Auch Adam Force hatte gesagt:»Das weiß ich nicht.«
Offenbar keine Lüge, sondern ein Hinweis darauf, daß der Vorgang noch nicht hinreichend getestet worden war. Das Videoband war der Nachweis einer Möglichkeit, einer Bei-nah-Gewißheit, deren Wert sich erst noch zeigen mußte.
«Sie haben aber doch bestimmt Sicherheitskopien von allem, was auf dem Band war, oder?«fragte ich.»Selbst wenn jetzt Pferderennen darauf sein sollten?«
Ruhig wie ein Verurteilter, der sich mit der Unvermeid-lichkeit seiner Hinrichtung abgefunden hat, sagte mir der Professor die bittere Wahrheit.»Bevor er sich mit der Videokassette davonmachte, hat Adam unsere Aufzeichnungen darüber komplett zerstört, und sie konnten bis heute nicht ersetzt werden. Wir brauchen dieses Band, und ich kann nur hoffen, daß Sie recht haben und er gelogen hat. Das ist die Arbeit von zwei Jahren. Es forschen noch andere auf dem Gebiet, und wenn sie den Durchbruch vor uns schaffen, machen wir Millionen Verlust, statt Millionen zu verdienen.«
Während er kurz schwieg, klingelte das Telefon. George Lawson-Young nahm ab, hörte zu und gab den Hörer wortlos an mich weiter. Der Anrufer war Jim, in einem Zustand heller Aufregung.
«Der Doktor von gestern«, sagte er bestürzt,»der mit dem weißen Bart — «
«Ja?«
«Der ist hier draußen.«
«Mist… was macht er?«
«Er wartet. Er sitzt in seinem Wagen, der fünfzig Meter weiter oben an der Straße steht, und er hat einen großen Haudrauf bei sich. Aus der Gegenrichtung, ein Stück die Straße runter, erwartet Sie ebenfalls ein Wagen. Das ist die klassische Zange, und Sie sind in der Mitte.
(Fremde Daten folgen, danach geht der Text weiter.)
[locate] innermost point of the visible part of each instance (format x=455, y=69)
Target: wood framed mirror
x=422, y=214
Was soll ich tun?«
«Wo sind Sie genau?«fragte ich.»Muß ich nach rechts oder nach links gehen, um zu Ihnen zu kommen?«
«Nach links. Ich stehe vier Wagen vor dem Weißbart, gegenüber von der Tür, durch die Sie das Gebäude betreten haben. Ich parke da, aber eine Politesse streicht herum. Im Gegensatz zu Weißbart stehe ich im Halteverbot, und ich kann mir keine Strafzettel mehr leisten, die sind schlecht fürs Geschäft.«
«Bleiben Sie im Halteverbot«, sagte ich.»Fahren Sie nur weg, wenn die Politesse Ihnen keine andere Wahl läßt. Dr. Force hat Sie und den Wagen gestern gesehen, das ist nicht zu ändern.«
Jim hob die Stimme:»Weißbart ist ausgestiegen! Was soll ich machen? Jetzt kommt er hier herüber!«
«Jim«, sagte ich ruhig,»nur keine Panik. Schauen Sie Dr. Force nicht an, wenn er näher kommt, und lassen Sie die Fenster zu. Unterhalten Sie sich weiter mit mir, oder lesen Sie mir was vor, wenn Sie was greifbar haben.«
«Herr Jesus.«
Lawson-Young zog seine Augenbrauen bis zum Haaransatz hoch.
«Mein Fahrer ist beunruhigt, weil Adam Force draußen vor der Klinik ist«, erklärte ich ihm. Und verschwieg, daß mich der Arzt bei unserer vorangegangenen Begegnung mit einer veritablen Giftspritze verscheucht hatte.
Jim las mir mit flatternder Stimme die Anfangssätze der Bedienungsanleitung für den Rover vor und fiepte plötzlich:»Er ist an meinem Fenster. Er klopft dagegen. Mr. Logan, was soll ich tun?«
«Lesen Sie weiter.«
Ich bat den Professor, den Hörer zu übernehmen, und eilte unverzüglich von unserem Standort im Labor zum Ausgang und hinaus auf die Straße. Dort stand auf der linken Seite Adam Force auf der Fahrbahn, klopfte heftig gegen das Fenster auf der Fahrerseite des Rovers und geriet über Jims ausbleibende Reaktion sichtlich in Rage.
Ich ging schnell den Gehsteig hinunter, verlangsamte auf den letzten Metern, überquerte die Straße, trat leise von hinten an Dr. Weißbart heran und sagte, als ich an seiner Schulter anlangte, wie zu Victor auf dem Bahnhof Taunton:
«Tag.«
Worthington und Tom Pigeon hätten nichts davon gehalten. Adam Force fuhr überrascht herum.
«Suchen Sie mich?«fragte ich.
Im Wagen zeigte Jim hocherregt mit dem Finger auf den Laboreingang und die Straße dahinter. Es herrschte wenig Verkehr, aber von einem der herankommenden Wagen, so bedeutete mir Jim, war das Schlimmste zu erwarten.